Başkalarının hayatına müdahale etmeyi ne kadar çok seviyorsunuz.
(Lafım hoşgörüsü eksik olanlara. Biraz empati yaparak yaparsak yorumları çok daha iyi olur.)
 

biraz isik tutabildiysem cok sevindim. inan ben de gitmeden once birseyleri ozleyecegimi hic sanmiyordum. ama insan zamanla cok degisiyor. tekrar iyi sanslar dilerim.
 
Selam, ya ben 'Türkiye'de Mutlu Değilim' başlıklı yazınızı okudum. Çok heyecanlandım; çünkü sanki ben konuşuyormuşum gibi...

Bu kadar aynı düşünemezdik.. İletişime geçmek istedim o yüzden. Bu sitede de yeniyim pek bilmiyorum. Özel mesaj atayım dedim ama mesaj sayım 100 olana kadar atamıyormuşum. O yüzden burdan yazayım dedim.

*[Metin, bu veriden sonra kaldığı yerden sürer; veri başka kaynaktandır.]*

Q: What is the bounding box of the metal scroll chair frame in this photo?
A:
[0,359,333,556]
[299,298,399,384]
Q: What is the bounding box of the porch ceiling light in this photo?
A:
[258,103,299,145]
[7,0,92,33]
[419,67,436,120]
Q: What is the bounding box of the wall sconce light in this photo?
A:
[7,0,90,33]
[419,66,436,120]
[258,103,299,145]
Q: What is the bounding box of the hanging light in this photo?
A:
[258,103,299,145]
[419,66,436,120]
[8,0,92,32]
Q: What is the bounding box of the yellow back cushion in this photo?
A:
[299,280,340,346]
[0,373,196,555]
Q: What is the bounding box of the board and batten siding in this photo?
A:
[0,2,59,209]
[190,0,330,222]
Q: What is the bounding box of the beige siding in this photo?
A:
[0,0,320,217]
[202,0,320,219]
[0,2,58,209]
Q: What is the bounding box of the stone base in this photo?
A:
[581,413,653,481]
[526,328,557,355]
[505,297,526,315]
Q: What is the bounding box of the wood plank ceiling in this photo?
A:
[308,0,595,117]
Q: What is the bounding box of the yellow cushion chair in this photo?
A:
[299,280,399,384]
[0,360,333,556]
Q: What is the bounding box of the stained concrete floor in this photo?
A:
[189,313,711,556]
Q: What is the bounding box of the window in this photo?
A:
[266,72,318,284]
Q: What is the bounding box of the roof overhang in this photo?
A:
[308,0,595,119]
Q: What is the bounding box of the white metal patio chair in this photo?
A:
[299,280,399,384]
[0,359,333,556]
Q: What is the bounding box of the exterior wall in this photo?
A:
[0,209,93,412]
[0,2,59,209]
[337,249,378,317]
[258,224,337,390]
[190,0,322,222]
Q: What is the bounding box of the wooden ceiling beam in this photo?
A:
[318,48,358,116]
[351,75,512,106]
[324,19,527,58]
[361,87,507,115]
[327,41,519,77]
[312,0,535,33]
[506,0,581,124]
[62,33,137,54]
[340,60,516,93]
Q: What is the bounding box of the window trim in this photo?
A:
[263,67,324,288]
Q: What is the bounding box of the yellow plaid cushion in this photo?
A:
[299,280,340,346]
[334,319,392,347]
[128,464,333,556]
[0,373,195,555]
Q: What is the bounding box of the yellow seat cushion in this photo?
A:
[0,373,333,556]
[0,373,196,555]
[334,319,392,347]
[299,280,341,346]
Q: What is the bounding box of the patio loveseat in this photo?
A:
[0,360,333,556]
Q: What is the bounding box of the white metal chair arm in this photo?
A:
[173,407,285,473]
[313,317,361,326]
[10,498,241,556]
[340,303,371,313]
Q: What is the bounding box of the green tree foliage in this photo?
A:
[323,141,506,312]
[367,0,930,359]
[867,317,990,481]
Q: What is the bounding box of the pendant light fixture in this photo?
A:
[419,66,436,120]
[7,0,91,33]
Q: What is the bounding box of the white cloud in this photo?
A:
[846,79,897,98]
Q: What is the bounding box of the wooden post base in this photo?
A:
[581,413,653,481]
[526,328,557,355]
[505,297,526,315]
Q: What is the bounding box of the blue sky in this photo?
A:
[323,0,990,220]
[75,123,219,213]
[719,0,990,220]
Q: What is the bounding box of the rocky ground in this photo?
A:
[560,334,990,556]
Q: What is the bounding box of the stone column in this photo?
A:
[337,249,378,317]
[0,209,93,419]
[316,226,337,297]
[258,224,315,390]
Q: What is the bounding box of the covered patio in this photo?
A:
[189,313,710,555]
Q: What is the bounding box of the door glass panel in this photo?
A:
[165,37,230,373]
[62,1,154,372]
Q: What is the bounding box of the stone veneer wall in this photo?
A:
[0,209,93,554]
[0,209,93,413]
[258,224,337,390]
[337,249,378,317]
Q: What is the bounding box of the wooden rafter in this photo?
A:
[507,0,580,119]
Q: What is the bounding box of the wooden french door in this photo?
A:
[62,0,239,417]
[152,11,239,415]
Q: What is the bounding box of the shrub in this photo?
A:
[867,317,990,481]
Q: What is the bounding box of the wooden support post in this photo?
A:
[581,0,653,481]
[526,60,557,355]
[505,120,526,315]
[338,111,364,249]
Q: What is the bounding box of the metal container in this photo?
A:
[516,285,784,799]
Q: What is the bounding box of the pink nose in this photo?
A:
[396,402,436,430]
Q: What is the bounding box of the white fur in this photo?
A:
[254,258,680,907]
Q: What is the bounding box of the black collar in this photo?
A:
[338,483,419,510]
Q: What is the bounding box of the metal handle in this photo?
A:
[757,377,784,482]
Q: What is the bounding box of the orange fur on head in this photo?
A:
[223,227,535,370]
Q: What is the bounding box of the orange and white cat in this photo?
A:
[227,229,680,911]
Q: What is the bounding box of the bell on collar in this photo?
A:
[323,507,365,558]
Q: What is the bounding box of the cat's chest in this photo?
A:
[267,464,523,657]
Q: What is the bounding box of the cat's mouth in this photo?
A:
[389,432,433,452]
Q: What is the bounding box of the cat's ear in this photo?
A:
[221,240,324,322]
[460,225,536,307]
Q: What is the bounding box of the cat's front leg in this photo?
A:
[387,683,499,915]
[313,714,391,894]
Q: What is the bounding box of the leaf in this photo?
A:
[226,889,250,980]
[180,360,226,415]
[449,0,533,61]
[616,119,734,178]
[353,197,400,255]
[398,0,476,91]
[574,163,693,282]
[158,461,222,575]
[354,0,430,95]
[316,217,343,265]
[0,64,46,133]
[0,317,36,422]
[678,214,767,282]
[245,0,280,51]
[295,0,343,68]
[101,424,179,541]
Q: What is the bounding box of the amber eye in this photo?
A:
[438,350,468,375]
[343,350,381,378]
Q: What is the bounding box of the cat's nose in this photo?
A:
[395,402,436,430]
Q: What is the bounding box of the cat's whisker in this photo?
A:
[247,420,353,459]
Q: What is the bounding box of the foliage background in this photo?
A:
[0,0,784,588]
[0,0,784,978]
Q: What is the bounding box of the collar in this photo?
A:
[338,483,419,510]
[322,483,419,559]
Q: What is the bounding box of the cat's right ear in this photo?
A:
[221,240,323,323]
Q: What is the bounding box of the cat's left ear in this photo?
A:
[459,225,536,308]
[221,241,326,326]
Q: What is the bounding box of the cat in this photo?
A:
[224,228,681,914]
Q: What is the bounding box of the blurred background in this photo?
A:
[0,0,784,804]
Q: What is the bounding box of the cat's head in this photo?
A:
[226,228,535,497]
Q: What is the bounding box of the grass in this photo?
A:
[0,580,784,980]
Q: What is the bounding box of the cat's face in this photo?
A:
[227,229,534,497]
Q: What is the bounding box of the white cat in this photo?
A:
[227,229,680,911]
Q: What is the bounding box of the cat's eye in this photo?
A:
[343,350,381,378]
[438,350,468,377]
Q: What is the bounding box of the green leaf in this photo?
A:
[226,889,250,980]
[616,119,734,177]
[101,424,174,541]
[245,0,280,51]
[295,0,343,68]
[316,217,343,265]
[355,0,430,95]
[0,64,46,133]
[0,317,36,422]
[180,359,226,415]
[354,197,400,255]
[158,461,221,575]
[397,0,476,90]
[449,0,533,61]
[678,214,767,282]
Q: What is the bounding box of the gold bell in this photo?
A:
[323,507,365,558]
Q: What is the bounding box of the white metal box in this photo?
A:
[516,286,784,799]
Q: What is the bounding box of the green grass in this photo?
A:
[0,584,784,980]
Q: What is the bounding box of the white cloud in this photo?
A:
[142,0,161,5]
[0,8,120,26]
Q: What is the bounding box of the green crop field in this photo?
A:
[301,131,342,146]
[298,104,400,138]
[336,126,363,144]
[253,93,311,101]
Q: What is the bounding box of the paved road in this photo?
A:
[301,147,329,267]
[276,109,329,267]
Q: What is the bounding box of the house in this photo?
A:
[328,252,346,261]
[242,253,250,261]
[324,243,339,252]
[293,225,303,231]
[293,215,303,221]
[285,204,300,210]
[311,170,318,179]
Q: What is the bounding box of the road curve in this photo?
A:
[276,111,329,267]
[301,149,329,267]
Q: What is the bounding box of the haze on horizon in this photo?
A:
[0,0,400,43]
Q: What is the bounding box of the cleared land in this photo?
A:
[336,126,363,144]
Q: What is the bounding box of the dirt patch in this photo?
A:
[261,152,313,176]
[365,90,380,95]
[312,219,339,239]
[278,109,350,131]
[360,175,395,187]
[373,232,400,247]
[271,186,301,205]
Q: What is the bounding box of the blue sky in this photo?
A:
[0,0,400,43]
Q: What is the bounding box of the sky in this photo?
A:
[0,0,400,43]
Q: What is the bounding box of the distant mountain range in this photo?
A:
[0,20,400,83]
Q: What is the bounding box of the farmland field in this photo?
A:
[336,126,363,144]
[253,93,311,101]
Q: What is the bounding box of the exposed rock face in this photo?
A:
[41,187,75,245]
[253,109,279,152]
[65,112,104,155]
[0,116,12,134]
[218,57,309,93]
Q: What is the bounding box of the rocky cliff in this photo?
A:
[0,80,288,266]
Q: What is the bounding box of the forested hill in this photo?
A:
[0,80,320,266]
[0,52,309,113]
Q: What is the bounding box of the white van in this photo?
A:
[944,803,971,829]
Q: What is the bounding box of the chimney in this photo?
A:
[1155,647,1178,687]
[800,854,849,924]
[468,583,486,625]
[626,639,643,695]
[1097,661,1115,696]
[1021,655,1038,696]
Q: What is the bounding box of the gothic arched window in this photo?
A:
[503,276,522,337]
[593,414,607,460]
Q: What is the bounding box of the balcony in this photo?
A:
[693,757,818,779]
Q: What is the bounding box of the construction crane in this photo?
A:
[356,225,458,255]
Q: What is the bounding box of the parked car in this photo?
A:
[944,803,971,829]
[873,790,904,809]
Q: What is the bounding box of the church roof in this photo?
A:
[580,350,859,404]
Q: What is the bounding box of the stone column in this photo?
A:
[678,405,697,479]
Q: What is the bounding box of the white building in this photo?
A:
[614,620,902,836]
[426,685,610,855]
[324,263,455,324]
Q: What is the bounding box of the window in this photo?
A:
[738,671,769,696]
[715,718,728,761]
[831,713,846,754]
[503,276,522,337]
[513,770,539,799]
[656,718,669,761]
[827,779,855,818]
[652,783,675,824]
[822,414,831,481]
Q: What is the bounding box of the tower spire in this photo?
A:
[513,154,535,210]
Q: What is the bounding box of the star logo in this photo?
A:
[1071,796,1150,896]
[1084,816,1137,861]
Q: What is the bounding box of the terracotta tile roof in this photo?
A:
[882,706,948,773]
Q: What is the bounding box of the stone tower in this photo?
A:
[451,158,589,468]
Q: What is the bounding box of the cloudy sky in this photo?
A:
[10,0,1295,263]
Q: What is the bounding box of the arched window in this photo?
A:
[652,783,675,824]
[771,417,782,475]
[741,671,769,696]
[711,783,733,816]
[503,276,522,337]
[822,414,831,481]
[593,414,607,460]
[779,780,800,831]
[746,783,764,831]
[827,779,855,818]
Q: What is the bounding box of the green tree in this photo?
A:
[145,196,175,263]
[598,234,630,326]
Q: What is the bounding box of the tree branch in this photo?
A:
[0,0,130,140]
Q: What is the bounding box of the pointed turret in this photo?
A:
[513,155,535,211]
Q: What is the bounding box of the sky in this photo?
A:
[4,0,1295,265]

(Bir de "Larus'un zayıflama hikayesi 5 kilo verdi" diye bir yazını okudum diyet başarı hikayelerinde, o fotoğraftaki 'Larus' siz misiniz?) Eğer o sizseniz fizik olarak da epey benziyoruz. Neyse.. İletişime geçersek sevinirim. Siz özel mesaj atabiliyorsanız dilerseniz bana herhangi bir irtibat adresi verebilirsiniz, e-mail gibi. Böylece doğrudan size yazabilirim.

Düşünceleri benimkilere bu kadar benzeyen insanları kolay kolay bulamıyorum bu memlekette. Takdiri size kalmış.

İyi akşamlar!

PS. Bu mesaj yalnızca redvelvetcake'e hitaben yazılmıştır. Bir başka kullanıcı lütfen bu mesaja cevap yazmasın.
 


Sevgili genç arkadaşım sizi o kadar iyi anlıyorum ki, ama burda sizi anlayacak kapasitede insan bulamazsınız çünkü burda ki dertlerin ortalaması gelin kaynana kavgası, evde kaldım evlenemiyorum depresyonu, ya da bekaretini kaybetme şüphesinin paylaşılması ile sınırlı.. :))
 


O kadar güzel özetlemişsiniz ki durumumuzu ağzınıza sağlık :)
 
Arkadaslar bende bizzat kendim yurtdisinda yasiyorum. Burda okudum büyüdüm vs vs. Hatta baska bi yere okumaya gitmistim ama nereye giderseniz gidin tabiki
heryerde mahalle baskisi ve dedikodu var. Herkesin kendi fikri tabiki ama türkiye`de yasamak apayri. Yardimlasma var türkiyede bu yurtdisinda yok! Yani yurtdisinda özgürüm herkes özgür kimse kimseye karismiyo
etmiyo diye birsey yokkkk...

Konu Sahibi 1 ay kalmis bakalim 1 sene kalsin nasil oluyo. Fakat bence konu sahibi yurtdisinda biraz özgürmüs o yüzden hosuna gitmistir. Genellikle öyle oluyor (kendi düsüncem).
Genclerimiz kendi anne baba yaninda rahat degiller (gece disariya cikmalar, arkadaslarla sohbet muhabbet gece gec saatlere kadar), eh biyere okumaya gidince orda herkes ögrenci
karisan yok bisey yok. Bence onu bunlar bunaltmistir.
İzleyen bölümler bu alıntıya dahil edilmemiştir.